Seb, exiled Yellowbelly in Preston
Works the other way round for us not from the north. Eight signs that you're not from the north: 1. You ask for a teacake and get anything and everything under the sun, when all you wanted was something with currants in it. 2. You notice people leave out words that are required in sentences for them to make sense, ie. people say they 'write someone' instead of 'write to someone'. 3. People think you're posh just because you haven't got a northern accent. 4. People don't know where anywhere you mention is if it's on the east coast. 5. Everyone around you moans about the cold but never wrap up warm. 6. You get held up in a shop by the customer and server having a long conversation. 7. People you've never met before start talking to you. 8. You notice people using Americanisms. And I'm from the East Midlands, so I'm not a northerner or southerner.
Vicky Ratcliffe
Old ladies look scared when you offer to help them onto the bus with their bags and strangers clutch their belongings tighter when you talk to them at bus stops
IanP
Southerners can't get maithered, but are easily confused if you them tell them to go up brew.
David
What really gets me is that the Londoners who do make it up to civilisation never ever seem to go back!
Paul Clarkson
One of my friends was confused because I'd had my dinner already. It was 2 o'clock!
Jo Jo
Try being in Canada where "can you knock me up?" means can you get me pregnant.
Jeannette Wright
All of the above, and 'up' north lunchtime is dinnertime, you cant call anyone cock,love or chuck in the south...whenever I go back to Bolton my old friends have nicknamed me Posh and in Surrey they think I am Scottish, anyhwere north of Watford is Scotland to them I suppose !!!
Ann Tierney
People think that you can buy a house for £4.99 in the North.
Lindsay from Rochdale
I'm at uni in Hertfordshire and people get so confused when I ask them what they had for tea, it's dinner down south apparently!
Jenni
Anne from Southport, thank god someone else understands my pain! (Blackpudlian stuck in Bristol)
Michael
It can work the other way, too! Many years ago, working at Strangeways prison, (pre riot) we had a Londoner on the gate. Answering a knock on the gate, he was confronted by two women who said "We're visiting magistrates". Any local lad would have directed them around the corner to Trafford Magistrates court, but our southern comrade invited them in and sat them in the Governor's office, complete with tea and biscuits, until someone asked who the two strange ladies in the office were. Oh how we laughed.
Stuart Wynn
I'm from Wigan but I'm at Nottingham Uni and can vouch for all of the above. I can't even ask 'Where's the Buzz Stop?' without being larfed at (apparently that's how you say it). Some people here think a sausage roll is a sausage barm! 'Wigan? Isn't that on the coast? I heard it had a pier.' And worst of all; people think Lancashire is the same as Yorkshire!
Becki
People notice that you miss out the word "the" in sentences.

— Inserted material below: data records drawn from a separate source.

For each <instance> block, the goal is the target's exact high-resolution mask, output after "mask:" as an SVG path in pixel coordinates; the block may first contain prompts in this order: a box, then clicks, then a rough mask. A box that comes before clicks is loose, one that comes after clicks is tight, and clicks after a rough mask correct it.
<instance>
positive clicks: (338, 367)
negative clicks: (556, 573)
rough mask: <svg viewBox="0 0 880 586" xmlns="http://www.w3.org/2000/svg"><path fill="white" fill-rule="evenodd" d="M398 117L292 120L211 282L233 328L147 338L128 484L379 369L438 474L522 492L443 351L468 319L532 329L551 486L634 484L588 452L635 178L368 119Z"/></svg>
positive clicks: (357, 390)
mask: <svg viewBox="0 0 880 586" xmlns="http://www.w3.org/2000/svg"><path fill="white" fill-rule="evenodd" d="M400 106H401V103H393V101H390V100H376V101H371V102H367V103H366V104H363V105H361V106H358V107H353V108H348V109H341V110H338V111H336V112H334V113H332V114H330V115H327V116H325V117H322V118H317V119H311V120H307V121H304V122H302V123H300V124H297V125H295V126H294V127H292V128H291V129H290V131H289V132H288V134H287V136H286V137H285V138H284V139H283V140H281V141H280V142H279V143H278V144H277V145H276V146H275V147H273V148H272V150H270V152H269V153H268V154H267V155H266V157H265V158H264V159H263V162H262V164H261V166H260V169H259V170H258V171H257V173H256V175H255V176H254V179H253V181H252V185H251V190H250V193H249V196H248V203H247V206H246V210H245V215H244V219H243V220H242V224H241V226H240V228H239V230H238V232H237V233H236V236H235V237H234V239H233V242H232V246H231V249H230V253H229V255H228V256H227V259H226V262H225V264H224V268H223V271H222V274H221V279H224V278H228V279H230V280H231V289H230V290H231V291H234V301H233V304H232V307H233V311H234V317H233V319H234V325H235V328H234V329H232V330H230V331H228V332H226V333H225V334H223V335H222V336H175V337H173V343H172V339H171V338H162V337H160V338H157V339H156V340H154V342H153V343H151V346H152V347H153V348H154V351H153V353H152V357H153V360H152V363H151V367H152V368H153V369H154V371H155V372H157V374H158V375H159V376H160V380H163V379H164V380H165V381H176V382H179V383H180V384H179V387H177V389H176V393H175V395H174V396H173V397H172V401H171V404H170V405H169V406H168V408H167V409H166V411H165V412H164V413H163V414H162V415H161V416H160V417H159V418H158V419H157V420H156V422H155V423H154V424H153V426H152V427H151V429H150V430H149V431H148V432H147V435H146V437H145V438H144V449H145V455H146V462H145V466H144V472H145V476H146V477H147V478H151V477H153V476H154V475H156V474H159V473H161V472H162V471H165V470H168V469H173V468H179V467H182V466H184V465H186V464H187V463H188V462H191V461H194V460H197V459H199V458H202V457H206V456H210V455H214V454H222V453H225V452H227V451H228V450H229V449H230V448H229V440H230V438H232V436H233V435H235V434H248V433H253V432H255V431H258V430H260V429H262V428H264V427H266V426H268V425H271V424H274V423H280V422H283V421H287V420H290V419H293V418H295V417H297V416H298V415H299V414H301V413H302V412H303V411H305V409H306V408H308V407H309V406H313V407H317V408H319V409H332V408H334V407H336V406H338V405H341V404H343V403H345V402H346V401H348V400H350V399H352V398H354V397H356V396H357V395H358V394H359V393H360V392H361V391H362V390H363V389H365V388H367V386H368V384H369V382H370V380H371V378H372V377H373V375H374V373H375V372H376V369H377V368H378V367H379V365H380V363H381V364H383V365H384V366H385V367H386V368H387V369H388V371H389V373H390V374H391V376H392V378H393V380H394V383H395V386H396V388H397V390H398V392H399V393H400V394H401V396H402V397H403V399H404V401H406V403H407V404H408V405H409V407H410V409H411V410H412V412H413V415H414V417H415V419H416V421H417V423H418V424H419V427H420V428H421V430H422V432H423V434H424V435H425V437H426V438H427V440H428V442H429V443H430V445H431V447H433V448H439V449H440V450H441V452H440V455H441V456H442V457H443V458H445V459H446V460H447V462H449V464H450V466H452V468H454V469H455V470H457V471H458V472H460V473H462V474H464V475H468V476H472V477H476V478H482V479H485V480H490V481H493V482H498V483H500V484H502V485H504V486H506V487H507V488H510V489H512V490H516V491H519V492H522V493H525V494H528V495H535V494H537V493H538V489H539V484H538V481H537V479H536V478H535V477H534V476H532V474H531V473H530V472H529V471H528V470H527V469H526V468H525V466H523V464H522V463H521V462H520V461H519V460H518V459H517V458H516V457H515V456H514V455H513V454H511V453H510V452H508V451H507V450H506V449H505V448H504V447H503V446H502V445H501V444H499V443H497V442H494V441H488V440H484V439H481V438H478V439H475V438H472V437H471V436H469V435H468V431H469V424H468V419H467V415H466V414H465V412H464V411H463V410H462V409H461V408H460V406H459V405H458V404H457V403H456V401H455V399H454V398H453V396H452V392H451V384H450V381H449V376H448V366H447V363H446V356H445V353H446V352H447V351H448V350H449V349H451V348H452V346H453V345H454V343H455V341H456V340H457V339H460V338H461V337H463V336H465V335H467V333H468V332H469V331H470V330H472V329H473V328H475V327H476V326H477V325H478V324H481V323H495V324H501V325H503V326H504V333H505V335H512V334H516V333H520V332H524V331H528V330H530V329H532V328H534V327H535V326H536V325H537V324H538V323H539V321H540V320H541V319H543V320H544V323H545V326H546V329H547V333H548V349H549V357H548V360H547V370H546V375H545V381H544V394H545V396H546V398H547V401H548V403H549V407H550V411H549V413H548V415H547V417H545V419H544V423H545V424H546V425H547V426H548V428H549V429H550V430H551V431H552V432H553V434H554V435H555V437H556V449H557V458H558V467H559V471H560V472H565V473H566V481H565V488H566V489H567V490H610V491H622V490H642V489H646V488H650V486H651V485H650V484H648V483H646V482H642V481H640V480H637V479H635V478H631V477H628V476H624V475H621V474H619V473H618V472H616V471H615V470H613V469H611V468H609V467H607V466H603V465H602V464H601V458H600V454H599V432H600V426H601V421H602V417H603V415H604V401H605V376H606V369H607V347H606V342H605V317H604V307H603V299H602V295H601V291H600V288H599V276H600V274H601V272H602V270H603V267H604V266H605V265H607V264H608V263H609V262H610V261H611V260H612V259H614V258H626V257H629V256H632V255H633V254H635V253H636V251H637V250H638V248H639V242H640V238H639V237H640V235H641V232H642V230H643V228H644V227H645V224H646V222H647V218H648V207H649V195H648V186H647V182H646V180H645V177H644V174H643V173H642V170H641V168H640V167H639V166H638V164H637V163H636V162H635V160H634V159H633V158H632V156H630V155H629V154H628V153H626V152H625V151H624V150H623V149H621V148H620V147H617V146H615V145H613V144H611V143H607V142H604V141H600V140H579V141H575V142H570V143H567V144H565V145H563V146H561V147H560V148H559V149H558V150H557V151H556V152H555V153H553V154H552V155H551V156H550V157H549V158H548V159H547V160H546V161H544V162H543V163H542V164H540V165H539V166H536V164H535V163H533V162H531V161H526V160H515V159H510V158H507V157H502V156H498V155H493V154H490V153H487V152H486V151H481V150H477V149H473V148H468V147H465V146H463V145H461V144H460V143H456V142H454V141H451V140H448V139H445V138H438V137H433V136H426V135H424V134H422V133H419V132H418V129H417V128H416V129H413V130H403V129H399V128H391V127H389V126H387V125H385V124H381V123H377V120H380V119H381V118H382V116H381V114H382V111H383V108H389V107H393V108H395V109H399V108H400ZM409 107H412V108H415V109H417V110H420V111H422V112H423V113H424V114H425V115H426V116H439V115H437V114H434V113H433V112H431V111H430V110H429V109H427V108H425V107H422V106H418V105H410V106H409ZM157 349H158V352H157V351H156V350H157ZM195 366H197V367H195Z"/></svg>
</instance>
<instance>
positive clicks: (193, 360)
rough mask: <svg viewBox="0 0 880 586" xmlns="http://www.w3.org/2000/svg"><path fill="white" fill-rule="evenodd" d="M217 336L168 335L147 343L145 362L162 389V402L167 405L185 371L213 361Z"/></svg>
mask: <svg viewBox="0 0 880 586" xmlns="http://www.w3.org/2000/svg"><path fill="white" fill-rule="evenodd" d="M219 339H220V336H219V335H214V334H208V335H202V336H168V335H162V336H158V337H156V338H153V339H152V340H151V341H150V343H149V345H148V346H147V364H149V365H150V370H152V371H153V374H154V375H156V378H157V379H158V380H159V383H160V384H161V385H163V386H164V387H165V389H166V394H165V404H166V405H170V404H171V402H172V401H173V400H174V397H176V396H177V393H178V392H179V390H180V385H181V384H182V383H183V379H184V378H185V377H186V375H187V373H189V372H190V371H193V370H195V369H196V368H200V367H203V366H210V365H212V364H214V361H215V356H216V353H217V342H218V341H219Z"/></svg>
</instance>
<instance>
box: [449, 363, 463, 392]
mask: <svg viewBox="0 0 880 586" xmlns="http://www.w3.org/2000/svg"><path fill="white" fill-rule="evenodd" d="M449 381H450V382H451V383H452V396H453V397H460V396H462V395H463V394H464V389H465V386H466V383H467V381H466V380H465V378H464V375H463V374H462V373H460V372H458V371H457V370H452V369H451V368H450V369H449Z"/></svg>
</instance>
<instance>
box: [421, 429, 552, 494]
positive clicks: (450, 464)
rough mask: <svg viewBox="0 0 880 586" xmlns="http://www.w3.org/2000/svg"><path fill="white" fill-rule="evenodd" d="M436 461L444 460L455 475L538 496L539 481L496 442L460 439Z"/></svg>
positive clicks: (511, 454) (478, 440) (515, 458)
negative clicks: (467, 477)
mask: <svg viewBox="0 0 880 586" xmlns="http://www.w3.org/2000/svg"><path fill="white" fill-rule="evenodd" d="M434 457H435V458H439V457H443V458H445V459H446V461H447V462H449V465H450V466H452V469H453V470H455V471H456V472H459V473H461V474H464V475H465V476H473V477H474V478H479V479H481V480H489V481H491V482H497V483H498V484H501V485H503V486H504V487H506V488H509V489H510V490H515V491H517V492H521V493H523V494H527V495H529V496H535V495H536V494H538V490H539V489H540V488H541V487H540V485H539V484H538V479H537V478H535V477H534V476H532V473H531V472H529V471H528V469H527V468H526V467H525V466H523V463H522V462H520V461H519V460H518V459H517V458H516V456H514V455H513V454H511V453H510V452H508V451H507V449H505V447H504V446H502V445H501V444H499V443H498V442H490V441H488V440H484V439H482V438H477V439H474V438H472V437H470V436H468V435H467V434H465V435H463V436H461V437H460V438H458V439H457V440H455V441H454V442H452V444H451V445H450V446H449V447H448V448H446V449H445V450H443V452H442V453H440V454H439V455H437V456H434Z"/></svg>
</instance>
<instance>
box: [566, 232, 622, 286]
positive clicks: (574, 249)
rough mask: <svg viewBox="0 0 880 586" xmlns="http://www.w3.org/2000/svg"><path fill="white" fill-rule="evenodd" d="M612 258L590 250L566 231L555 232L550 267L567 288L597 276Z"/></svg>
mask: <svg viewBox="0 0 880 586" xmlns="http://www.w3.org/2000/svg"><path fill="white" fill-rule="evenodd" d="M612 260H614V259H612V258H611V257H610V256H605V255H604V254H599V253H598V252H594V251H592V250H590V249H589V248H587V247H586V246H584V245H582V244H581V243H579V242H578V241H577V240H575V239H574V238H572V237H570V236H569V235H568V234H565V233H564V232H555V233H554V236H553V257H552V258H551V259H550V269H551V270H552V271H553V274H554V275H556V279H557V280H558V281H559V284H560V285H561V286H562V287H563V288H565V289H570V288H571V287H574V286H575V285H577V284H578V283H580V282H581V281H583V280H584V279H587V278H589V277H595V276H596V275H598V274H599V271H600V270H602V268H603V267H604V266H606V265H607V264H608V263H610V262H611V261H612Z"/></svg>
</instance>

People in pubs offer you wine instead of beer (lasses only)
Beer's more expensive
Shaun Ankers
You meet people who have travelled all over the world but have never been north of Watford Gap. You meet people who think the Lake District is in Scotland. You meet people who think that everyone lives in London or should live in London. You meet people who live in a one bedroomed flat that cost more than a four bedroomed detached with double garage in your part of the country.